When Barrett was finally arrested for a public death threat, the district attorney treated me like the problem. Though he was already under federal investigation for another woman’s rape, the DA in my case offered Barrett a plea deal so light I lost hope that I’d ever be safe. Later, alongside other victims, I testified in the other woman’s case. Barrett was convicted in federal court and sentenced to life in prison — a rare outcome.

In 2016, when explaining the naming behind the Vegas-born team, Knights owner Bill Foley said, “The Knight protects the unprotected.” But symbols without integrity are meaningless.

The Golden Knights have built a brand on their mission of unity and community. But in this case, there was no community engagement, conversation with survivors or acknowledgment that the signing might affect fans who have experienced sexual violence.

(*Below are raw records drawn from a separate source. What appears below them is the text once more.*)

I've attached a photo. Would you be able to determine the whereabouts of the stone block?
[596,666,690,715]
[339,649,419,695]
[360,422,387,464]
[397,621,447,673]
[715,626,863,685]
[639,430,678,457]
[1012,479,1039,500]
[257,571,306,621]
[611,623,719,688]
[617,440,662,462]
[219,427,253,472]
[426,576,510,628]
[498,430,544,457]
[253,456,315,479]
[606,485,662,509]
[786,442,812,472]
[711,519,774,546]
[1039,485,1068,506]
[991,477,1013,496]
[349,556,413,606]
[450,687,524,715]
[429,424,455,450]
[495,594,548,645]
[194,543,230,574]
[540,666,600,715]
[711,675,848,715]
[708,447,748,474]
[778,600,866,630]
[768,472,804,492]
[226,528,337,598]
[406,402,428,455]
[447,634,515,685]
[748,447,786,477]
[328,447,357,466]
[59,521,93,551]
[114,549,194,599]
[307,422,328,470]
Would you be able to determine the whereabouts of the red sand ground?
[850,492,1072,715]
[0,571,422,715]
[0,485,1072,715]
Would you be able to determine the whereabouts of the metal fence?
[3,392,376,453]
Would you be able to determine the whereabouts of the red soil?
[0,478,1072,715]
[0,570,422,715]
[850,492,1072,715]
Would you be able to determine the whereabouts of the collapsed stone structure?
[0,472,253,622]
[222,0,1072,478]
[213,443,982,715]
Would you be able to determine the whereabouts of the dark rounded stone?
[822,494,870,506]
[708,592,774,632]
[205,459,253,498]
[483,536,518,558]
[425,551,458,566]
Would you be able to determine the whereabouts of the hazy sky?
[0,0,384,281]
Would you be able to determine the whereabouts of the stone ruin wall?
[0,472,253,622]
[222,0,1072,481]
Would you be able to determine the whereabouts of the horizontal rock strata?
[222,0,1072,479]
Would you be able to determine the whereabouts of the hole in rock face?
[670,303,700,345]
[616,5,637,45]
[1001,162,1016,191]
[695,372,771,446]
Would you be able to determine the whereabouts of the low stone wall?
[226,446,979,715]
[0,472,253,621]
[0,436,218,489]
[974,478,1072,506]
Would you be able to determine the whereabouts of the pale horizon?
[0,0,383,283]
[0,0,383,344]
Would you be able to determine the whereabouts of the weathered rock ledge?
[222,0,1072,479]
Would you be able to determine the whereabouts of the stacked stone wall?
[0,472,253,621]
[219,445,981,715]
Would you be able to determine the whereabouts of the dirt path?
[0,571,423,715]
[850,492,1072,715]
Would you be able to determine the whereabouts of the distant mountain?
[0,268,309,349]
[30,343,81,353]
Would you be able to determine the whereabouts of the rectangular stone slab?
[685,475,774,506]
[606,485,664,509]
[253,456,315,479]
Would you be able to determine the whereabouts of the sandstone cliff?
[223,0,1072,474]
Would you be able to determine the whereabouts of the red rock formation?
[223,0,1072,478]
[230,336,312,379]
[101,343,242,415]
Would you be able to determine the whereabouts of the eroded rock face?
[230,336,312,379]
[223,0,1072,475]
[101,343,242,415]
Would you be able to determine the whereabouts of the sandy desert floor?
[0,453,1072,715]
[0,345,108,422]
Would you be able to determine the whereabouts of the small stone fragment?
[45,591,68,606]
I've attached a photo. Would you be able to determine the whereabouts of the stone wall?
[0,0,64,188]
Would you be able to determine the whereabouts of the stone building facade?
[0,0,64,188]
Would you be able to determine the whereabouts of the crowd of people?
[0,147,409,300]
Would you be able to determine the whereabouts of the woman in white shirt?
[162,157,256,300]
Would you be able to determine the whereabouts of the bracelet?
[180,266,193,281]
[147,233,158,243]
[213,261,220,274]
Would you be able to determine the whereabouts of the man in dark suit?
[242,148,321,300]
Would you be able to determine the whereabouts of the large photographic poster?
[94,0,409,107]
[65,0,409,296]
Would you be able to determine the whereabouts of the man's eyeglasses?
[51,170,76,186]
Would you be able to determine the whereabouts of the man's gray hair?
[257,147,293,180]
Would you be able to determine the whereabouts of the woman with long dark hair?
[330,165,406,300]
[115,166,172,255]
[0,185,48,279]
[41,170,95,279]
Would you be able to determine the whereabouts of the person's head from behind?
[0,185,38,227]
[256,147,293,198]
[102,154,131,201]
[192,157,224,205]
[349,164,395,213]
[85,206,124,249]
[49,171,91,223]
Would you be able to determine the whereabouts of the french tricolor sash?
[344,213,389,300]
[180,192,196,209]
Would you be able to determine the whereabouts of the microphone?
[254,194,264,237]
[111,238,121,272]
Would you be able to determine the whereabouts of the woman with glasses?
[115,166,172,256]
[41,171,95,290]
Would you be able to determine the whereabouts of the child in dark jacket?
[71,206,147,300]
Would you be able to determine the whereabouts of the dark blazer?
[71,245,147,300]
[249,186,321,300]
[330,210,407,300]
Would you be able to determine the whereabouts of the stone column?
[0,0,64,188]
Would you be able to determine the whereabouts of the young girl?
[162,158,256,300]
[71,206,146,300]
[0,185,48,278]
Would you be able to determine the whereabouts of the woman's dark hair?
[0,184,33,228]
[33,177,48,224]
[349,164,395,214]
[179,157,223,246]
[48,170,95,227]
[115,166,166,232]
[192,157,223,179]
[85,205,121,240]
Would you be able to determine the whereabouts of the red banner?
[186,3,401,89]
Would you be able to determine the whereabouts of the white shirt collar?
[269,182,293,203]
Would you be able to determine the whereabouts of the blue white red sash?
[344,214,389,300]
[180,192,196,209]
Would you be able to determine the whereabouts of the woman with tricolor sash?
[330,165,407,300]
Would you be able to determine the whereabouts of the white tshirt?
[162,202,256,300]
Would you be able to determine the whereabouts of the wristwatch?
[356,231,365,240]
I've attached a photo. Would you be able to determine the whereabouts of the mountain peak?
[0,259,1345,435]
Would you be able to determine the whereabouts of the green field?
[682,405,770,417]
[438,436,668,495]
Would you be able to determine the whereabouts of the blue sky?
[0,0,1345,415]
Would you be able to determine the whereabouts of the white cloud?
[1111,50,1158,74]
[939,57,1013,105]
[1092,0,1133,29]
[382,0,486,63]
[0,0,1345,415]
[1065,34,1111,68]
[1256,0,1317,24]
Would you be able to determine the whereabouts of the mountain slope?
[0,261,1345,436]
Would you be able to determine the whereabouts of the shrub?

Foley told the Las Vegas Review-Journal, “If you tolerate mediocrity, your business will be mediocre. I don’t tolerate it.” Yet when given the chance to reimagine how a sensitive announcement like this could be handled, he chose to do the same old thing: ignore the issue and survivors. 

Real accountability requires acknowledgment of harm, transparency and personal reckoning. There has been no indication that Hart has engaged in any meaningful self-reflection, education or outreach to survivor communities. And yet he was rewarded with a multimillion-dollar contract.

This lightning-fast redemption arc is the status quo in professional sports. It leaves survivors watching institutions rush to rehabilitate a man’s career while ignoring the costs of sexual violence.

The Knights’ choice to sign Hart — and the way they handled it — reinforces what women and girls have been told for generations: Protecting a man’s future takes precedence over acknowledging harm done to a woman. It asks survivors to stay silent so that everyone else can stay comfortable. And it contributes to a long legacy of minimizing and normalizing the abuse of women.

Stephanie Forté is a public relations strategist and freelance writer based in Las Vegas. The views expressed here are her own and do not reflect the views of her clients or any other organization with which the author is affiliated.